An inspection of the iwlwifi version history shows that this driver is actually newer than the previous version. Before version 16 it was the third number in the version that indicated what major branch it came from, so version was actually from the version 10 branch. Thankfully, that’s cleared up in newer versions of the driver so that the first number is the version branch.

It’s good to see that Google includes Wi-Fi chipset driver updates with Chrome OS updates. This is especially nice as system updates are downloaded and installed automatically to Chromebooks. Personally, I’ve seen system updates resolve odd Chromebook Wi-Fi problems and it’s possible the newer drivers are the solution.

Making RRM Work

There’s been a lot of good discussion within the Wi-Fi community recently about the viability of radio resource management (RRM), or the automatic selection of channels and Tx power settings by proprietary vendor algorithms. At Mobility Field Day 1 there was this excellent roundtable.

Personally, I usually fall into the static design camp, for many of the same reasons as others. I don’t want RRM to change the carefully tuned design I put in place and create an unpredictable RF environment, I’ve seen RRM do some very peculiar things like put adjacent AP’s on the same channels or crank up the Tx power of 2.4 GHz radios in an HD environment, RRM doesn’t disable 2.4 GHz radios when CCC is present, and it doesn’t plan DFS channels properly. Still, I’ve tried to keep an open mind.

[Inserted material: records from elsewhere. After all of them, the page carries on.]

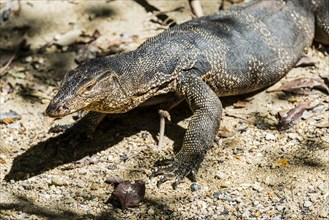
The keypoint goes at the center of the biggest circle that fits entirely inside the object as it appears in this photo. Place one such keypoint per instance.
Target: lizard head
(85, 88)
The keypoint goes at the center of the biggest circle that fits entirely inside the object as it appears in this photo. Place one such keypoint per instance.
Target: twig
(3, 69)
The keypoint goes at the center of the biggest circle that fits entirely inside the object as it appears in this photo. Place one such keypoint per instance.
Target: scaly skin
(240, 50)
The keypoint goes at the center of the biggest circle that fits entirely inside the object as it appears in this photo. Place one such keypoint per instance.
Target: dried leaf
(322, 125)
(114, 180)
(291, 117)
(282, 162)
(238, 157)
(224, 132)
(240, 104)
(9, 117)
(130, 194)
(297, 84)
(6, 88)
(68, 38)
(306, 61)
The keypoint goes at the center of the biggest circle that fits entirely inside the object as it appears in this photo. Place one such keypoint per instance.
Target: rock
(307, 203)
(220, 175)
(151, 211)
(280, 207)
(57, 181)
(218, 195)
(195, 187)
(323, 213)
(80, 184)
(270, 137)
(256, 186)
(277, 217)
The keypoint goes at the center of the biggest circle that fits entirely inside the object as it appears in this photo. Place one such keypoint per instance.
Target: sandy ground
(257, 172)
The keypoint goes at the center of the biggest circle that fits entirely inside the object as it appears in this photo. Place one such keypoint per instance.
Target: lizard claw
(174, 169)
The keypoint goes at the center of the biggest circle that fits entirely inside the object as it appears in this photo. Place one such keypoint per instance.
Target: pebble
(307, 203)
(57, 181)
(80, 184)
(280, 207)
(218, 195)
(151, 211)
(257, 187)
(270, 137)
(323, 213)
(277, 217)
(220, 175)
(195, 187)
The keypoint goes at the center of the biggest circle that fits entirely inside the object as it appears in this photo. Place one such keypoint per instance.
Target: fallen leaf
(282, 162)
(130, 194)
(9, 117)
(292, 116)
(296, 85)
(68, 38)
(114, 180)
(306, 61)
(224, 132)
(238, 157)
(240, 104)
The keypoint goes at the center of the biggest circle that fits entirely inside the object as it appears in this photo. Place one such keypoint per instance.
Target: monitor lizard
(239, 50)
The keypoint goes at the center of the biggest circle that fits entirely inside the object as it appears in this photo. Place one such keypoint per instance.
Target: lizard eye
(88, 88)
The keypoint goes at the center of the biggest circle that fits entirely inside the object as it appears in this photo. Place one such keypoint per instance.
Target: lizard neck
(140, 77)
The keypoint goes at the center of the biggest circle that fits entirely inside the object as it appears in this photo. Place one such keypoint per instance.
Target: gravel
(258, 173)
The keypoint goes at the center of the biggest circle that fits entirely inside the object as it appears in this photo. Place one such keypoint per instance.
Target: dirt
(254, 172)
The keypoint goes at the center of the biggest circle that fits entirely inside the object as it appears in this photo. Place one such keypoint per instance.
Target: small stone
(28, 59)
(94, 186)
(224, 184)
(292, 136)
(219, 175)
(308, 204)
(80, 184)
(257, 187)
(57, 181)
(270, 137)
(195, 187)
(280, 207)
(277, 217)
(323, 213)
(83, 171)
(151, 211)
(218, 195)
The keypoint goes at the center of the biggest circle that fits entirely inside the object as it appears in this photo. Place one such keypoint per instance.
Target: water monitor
(239, 50)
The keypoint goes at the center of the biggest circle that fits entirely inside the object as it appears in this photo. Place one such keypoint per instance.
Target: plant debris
(9, 117)
(292, 116)
(129, 193)
(297, 86)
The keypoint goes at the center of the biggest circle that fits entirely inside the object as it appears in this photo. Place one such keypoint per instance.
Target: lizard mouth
(57, 110)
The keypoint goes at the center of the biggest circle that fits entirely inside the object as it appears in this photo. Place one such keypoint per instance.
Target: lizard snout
(58, 109)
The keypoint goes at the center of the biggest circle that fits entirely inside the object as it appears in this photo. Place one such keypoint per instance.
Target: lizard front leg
(82, 129)
(201, 130)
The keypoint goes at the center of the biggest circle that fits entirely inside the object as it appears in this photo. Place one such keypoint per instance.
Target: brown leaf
(240, 104)
(130, 194)
(306, 61)
(9, 117)
(2, 161)
(292, 116)
(297, 84)
(114, 180)
(225, 132)
(282, 162)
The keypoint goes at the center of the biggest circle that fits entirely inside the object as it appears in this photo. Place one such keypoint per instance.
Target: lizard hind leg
(200, 134)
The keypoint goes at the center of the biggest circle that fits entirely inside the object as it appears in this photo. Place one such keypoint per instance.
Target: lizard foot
(174, 169)
(71, 136)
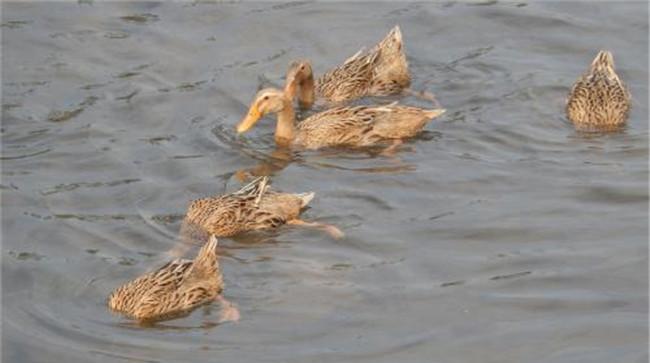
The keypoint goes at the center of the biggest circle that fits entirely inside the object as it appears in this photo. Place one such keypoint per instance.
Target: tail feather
(305, 198)
(253, 187)
(434, 113)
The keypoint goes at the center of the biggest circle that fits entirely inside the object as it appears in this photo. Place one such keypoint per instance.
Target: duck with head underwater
(174, 290)
(353, 126)
(599, 100)
(380, 71)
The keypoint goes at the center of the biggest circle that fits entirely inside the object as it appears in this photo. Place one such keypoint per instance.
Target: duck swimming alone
(381, 71)
(172, 291)
(339, 126)
(253, 207)
(599, 100)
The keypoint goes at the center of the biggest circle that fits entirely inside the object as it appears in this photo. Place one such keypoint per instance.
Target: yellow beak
(250, 120)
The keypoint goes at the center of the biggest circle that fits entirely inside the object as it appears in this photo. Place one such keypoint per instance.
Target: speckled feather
(361, 125)
(599, 100)
(381, 71)
(253, 207)
(172, 291)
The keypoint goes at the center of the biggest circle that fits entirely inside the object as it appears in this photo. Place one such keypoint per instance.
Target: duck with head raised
(380, 71)
(340, 126)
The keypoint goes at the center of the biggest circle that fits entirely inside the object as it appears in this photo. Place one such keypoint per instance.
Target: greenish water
(497, 235)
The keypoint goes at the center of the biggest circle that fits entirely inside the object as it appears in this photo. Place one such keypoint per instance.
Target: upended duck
(340, 126)
(380, 71)
(253, 207)
(174, 290)
(599, 100)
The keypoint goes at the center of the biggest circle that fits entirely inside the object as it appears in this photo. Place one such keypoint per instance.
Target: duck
(253, 207)
(380, 71)
(599, 100)
(350, 126)
(173, 290)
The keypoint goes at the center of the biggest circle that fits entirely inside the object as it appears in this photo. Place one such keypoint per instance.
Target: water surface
(497, 235)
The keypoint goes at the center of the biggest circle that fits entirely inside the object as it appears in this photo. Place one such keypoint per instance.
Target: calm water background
(498, 235)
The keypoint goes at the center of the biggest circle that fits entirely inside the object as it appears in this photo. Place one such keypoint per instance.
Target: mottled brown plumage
(599, 100)
(339, 126)
(253, 207)
(172, 291)
(380, 71)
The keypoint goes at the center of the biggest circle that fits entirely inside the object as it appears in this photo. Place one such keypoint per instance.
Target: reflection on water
(500, 232)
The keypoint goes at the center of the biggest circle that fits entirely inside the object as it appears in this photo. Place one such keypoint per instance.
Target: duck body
(173, 290)
(253, 207)
(599, 100)
(361, 125)
(380, 71)
(340, 126)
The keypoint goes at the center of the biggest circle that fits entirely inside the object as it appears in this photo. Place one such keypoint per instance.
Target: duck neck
(285, 129)
(306, 94)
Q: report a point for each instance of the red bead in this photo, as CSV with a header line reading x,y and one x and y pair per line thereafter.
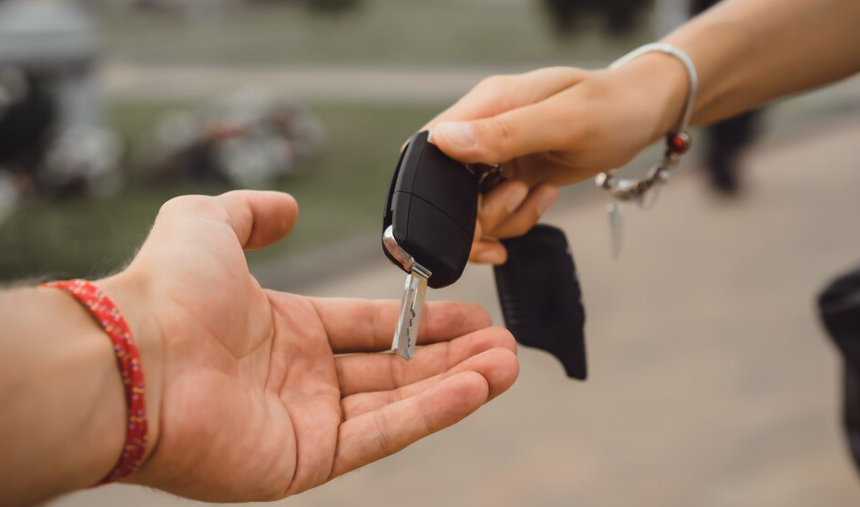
x,y
678,143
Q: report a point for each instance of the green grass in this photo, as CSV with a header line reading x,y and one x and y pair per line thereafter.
x,y
415,32
341,193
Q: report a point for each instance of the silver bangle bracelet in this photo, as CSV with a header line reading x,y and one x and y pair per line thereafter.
x,y
677,140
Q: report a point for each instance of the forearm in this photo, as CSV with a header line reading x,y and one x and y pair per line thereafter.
x,y
748,52
61,397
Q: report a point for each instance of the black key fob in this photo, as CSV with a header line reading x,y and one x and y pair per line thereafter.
x,y
430,212
541,298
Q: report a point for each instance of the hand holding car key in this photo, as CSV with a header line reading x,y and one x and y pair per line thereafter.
x,y
428,229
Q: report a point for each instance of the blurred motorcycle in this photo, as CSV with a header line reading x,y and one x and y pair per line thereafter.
x,y
246,139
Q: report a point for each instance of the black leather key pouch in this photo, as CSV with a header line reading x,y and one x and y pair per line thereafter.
x,y
541,298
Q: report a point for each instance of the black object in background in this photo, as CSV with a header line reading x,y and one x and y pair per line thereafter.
x,y
541,298
727,139
839,305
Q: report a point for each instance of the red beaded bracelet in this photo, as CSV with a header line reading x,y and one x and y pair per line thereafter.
x,y
114,325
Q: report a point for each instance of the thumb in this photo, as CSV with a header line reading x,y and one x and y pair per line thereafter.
x,y
498,139
259,218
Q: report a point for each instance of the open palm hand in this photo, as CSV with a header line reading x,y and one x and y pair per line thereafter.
x,y
257,400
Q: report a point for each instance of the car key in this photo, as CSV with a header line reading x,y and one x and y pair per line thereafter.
x,y
428,227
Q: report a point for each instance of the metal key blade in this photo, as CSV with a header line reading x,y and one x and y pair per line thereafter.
x,y
406,334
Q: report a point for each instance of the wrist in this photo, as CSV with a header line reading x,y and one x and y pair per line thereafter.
x,y
130,293
663,86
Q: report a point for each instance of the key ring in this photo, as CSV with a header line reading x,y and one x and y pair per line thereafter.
x,y
678,141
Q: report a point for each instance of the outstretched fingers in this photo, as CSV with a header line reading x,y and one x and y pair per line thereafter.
x,y
357,325
259,218
362,373
389,429
498,365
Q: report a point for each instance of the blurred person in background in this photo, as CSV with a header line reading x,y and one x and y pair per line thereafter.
x,y
727,139
559,126
248,394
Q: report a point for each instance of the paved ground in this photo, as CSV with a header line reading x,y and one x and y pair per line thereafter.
x,y
340,83
712,383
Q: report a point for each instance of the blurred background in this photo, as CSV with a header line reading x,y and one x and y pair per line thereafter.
x,y
712,381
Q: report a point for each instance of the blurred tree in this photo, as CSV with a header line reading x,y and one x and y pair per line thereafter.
x,y
620,16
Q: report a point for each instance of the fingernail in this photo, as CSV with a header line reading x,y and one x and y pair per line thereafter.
x,y
546,199
490,257
459,134
516,197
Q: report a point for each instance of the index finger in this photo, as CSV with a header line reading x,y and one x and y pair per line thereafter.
x,y
497,94
360,325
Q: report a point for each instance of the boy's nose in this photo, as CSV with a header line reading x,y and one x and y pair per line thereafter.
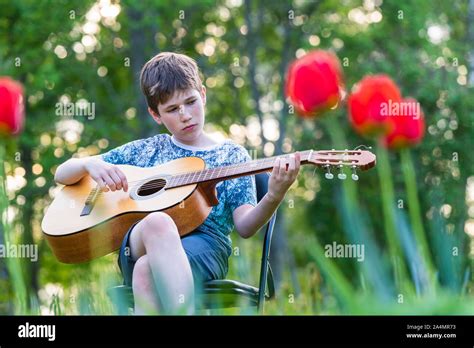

Static designs have their limitations too. Statically designed WLAN’s can’t react to new neighboring networks contending for the same airtime, or new sources of RF interference that weren’t there when the static design was developed. It’s a real benefit of RRM that it does automatically correct for these problems.

Let me propose a hybrid approach that uses static design to handle the things that RRM does poorly, while still allowing RRM to react to the changing RF environment.

Static Design Elements

  • Tx power levels should be statically assigned. Once finely tuned as part of the design process, why would they ever need to change?
  • Excess 2.4 GHz radios in high density environments should be manually disabled because RRM simply won’t do this.
  • DFS channels should be statically planned. RRM can clump DFS channels near one and other, resulting in a 5 GHz dead zone for clients without DFS support. Also, because of these clients, DFS channels should only be used when non-DFS channels are all already deployed. Therefore, statically plan DFS channels when needed in areas where non-DFS channels create secondary coverage, and let RRM dynamically plan the other bands. It’s less likely to have a neighbor or transient hotspot appear in the DFS bands anyway.
  • Set channel channel bandwidth statically. The design process includes considering the capacity requirements of the WLAN to determine the appropropriate 5 GHz channel bandwidth. RRM algorithms don’t know what your capacity requirements are. 2.4 GHz should always be 20 MHz.

Things Left to RRM

  • 2.4 GHz channel planning, once excess radios are disabled. Channels 1, 6, and 11 only, of course.
  • 5 GHz channel planning, once DFS channels are statically assigned.
  • That’s all.

The benefit of this approach is that it addresses many of the shortcomings of RRM while still retaining its main benefit: the WLAN can dynamically react to RF interference and transient neighbors by moving affected AP radios to clear spectrum. The things that RRM can’t do or does poorly are simply removed from its control.

Even within these constraints, there are still some vendor’s RRM algorithms I trust more than others. And even those I trust enough to try this with, I’d still want to monitor regularly to make sure the WLAN hasn’t turned into the RRM trainwreck the I’ve seen all too often when RRM is given free reign.